The company operates 105 college team sites and 48 regional sites for high school fans.

Rivals.com will expand Yahoo’s own Yahoo Sports publishing capabilities that are under the management of senior vice president Scott Moore. Moore described Rivals.com as extremely complementary and pointed out that Yahoo has previously licensed content from the site.

He expects traffic on the site to substantially rise once Yahoo applies its marketing gloss and savvy. The goal is to push further past ESPN.com, the other leading online sports site in the US today. Moore said that Yahoo Sports, which attracts 15 million visitors every month, surpassed ESPN traffic around two months ago.

While the financial terms of deal have not been made public, Rivals.com was pegged to be worth in the region of $50 to $75m and only turned profitable in the past year.

The acquisition, which has been rumored for months, is probably the end-goal that Rivals.com CEO Shannon Terry has been aspiring to ever since he set up the site back in 2001.

Sunnyvale, California-based Yahoo hinted that the Rivals.com brand and all the senior management team, including its CEO, will remain intact but will be integrated into Yahoo Sports.

Terry, however, has a checkered past that includes an embarrassing run-in with the Securities and Exchange Commission in 1998 while working as a principal with stock promotion firm SGA Goldstar Research that resulted in a fine.

It’s clearly still a touchy subject for Terry who threatened to sue tech blog TechCrunch in April this year for comments that highlighted his alleged role in a widely publicized pump and dump stock scheme in the mid-90s.

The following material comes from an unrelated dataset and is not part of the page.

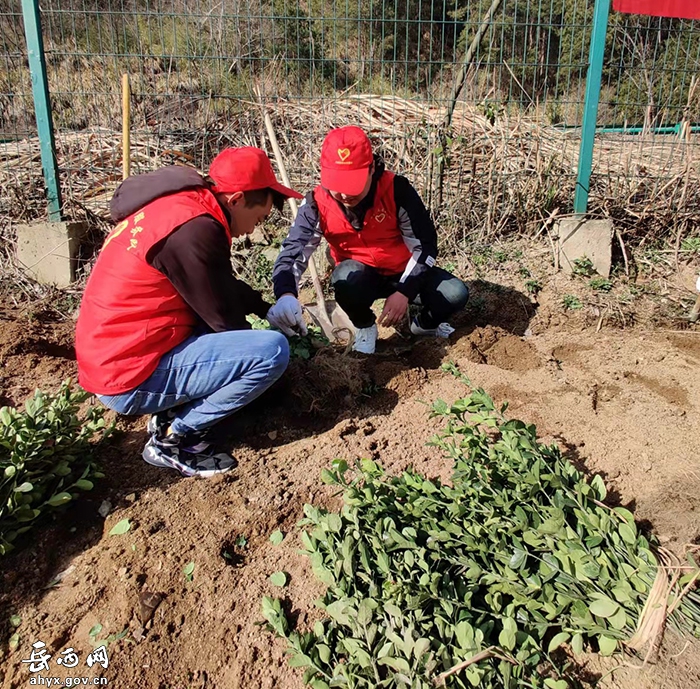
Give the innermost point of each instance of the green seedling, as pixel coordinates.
(571, 302)
(600, 284)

Yahoo said it was well aware of Terry’s past business dealings.

Our View

The timing of this deal is surprising as Yahoo’s every move is coming under increasing scrutiny by Wall Street investors. Online sports media is a lucrative business for sure. But it’s not really the strategic cash cow for long-term growth that Yahoo is looking for to stave off increasing pressure from rivals like Google.

It also comes at a time of transition for the once proud internet leader, coming as it does on the heels of a top-management change earlier this week that saw co-founder Jerry Yang installed as CEO following the resignation of Terry Semel.

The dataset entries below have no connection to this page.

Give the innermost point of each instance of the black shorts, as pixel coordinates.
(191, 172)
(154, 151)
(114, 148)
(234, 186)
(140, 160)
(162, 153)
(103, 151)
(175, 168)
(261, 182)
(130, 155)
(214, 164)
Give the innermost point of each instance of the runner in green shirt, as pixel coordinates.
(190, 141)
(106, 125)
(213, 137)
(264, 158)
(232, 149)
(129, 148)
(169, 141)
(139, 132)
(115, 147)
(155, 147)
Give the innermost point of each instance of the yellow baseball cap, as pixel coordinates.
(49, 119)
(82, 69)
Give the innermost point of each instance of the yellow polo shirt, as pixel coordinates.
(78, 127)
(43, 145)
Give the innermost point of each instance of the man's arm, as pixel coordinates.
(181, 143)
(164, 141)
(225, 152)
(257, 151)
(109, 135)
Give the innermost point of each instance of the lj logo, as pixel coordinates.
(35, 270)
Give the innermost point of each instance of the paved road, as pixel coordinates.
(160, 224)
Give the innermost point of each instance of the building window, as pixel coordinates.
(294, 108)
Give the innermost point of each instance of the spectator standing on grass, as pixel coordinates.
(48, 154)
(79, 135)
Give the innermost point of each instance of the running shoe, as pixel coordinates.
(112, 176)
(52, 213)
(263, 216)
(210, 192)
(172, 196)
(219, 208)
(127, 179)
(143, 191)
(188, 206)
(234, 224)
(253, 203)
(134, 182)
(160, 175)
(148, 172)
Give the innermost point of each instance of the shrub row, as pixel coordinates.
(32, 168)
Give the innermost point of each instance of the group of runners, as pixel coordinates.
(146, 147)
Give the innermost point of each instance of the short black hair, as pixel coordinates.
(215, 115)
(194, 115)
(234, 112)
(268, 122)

Suggestions that the deal could be worth around $100 are also being labeled too much in some quarters. In other recent sports media consolidation activity Fox paid $60m for Scout.com in 2005. There is also the somewhat tarnished reputation of CEO Terry which might have influenced two previous on-off mergers with Fox and AOL a couple of years ago. But Yahoo doesn’t seem to mind and kept its lips more or less zipped up on the topic. Clearly it believes everyone should get a second chance when it comes to business.